Random walk question

Discussion in 'Trading' started by jerryz, Feb 13, 2006.

  1. jerryz

    jerryz

    well i have and i'm trying further.

    so feel free to ignore this thread if you don't want to help or have anything of substance to say.
     
    #11     Apr 30, 2006
  2. Randon Walk makes perfect sense if you believe there is no ongoing consistency to price oscillations.

    Randon Walk makes no sense if you believe there is ongoing consistency to price oscillations.

    Randon Walk is confusing if you don't have enough information to form any solid beliefs.

    Everyone "pretty much" falls into one of these three categories and you can guarantee an argument will start when people from the first two camps try to make a case for their beliefs.

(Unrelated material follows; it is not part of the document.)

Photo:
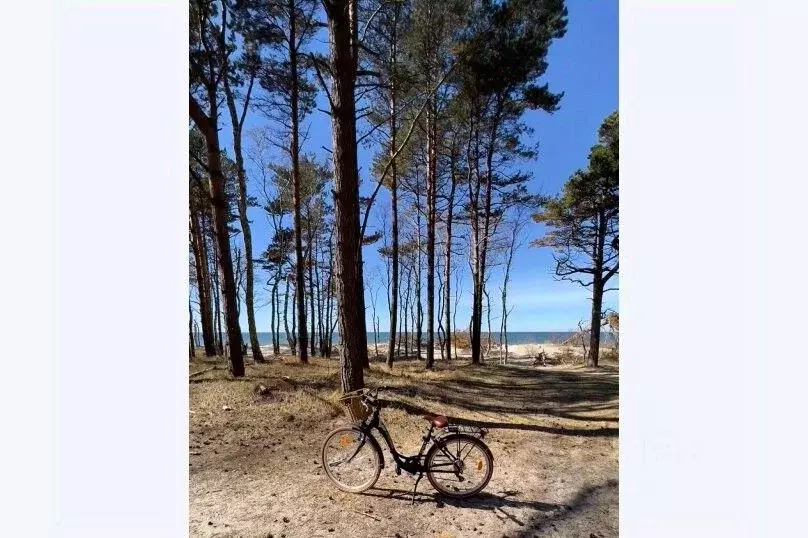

    IMHO - Randon Walk was grounded in solid theory when technology didn't offer a vehicle toward the destination of alternative theories or potential proofs. Times are changing and so are the advancements of our personal abilities to solve the unsolvable problems of the past. Sometimes just being open to the possibilties of those advancements will lead to conclusions never before thought possible.
     
    #12     Apr 30, 2006

  3. Actually...
    Reducing "random walk" as generally understood...
    To "consistency of price oscillations" is a misleading oversimplification.

    The conclusions of "random walk" address the pricing efficiency of financial markets in the context of news dissemination.

    Many successful quants believe that "pricing efficiency" holds for liquid securities...
    Especially electronic markets not manipulated by a Specialist.
    You can quibble about fine points... but the net effect is that you are confronted with a random system.

    These same quants ** know ** that low volume exotic securities are often NOT priced efficiently.
    These stocks can get profitably mispriced...
    Even though they continue to exhibit random close-to-Normally-Distributed "price oscillations" 90% of the time.

    I'm detaching...

    (A) profitable "pricing inefficiencies" from
    (B) non-random "price oscillations"

    Just because one can profit from (A)... It does not follow that one can profit from (B).

    Also...
    Your last statement is colored by your belief in low level non-random "oscillations"...
    Because no amount of advancement or new technology will help predict random events.

    Maybe if I was "just open" to advances in Astrology... it would transform my life.

    rm+

    :cool: :cool: :cool:
     
    #13     Apr 30, 2006
  4. You have just made my point.

    Oh, on a note of clarification. I don't have any beliefs that include anyone being able to "Predict" random events with any consistency, don't believe in Astrology and don't see where either of those things were mentioned in my original post but I appreciate you stretching my original post to include those absurd notions.

    May I ask what "low level non-random oscillations" are or at least what you "mean" by that definition?
     
    #14     Apr 30, 2006
  5. jerryz

    jerryz

    Ha! I get it now.

     
    #15     May 21, 2006
  6. gbos

    gbos

    Jerryz the math are easy to explain what the statement means.

    Xi are the ith step displacement. Assume step size equals S, so Xi can be either +S or –S.

    Total displacement after n steps is

    Xtot = X1 + X2 + X3 + …. + Xn

    Mean [Xtot] = Mean[X1 + X2 + X3 + …. + Xn] =
    Mean[X1] + Mean[X2] + …. +Mean[Xn]

    but Mean[Xi] = 0.5 * S + 0.5*(-S) = 0 for the fair tossing coin.

    Mean [Xtot] = 0 + 0 + …. + 0 = 0

    Variance [Xtot] = Variance [X1 + X2 + X3 + …. + Xn]

    and because X1,X2,…,Xn independent variables you can write

    Variance [X1 + X2 + X3 + …. + Xn] = Variance[X1] + Variance[X2] + ... +Variance[Xn]

    Variance[Xi] = 0.5 * S^2 + 0.5 * (-S)^2 – (Mean[Xi])^2 = S^2

    So Variance[Xtot] = S^2 + S^2 + … + S^2 = n * S^2

    Standard Dev [Xtot] = sqr(n * S^2) = sqr(n) * S

    and that explains the "depending on the square root of the number of tosses" part of the statement.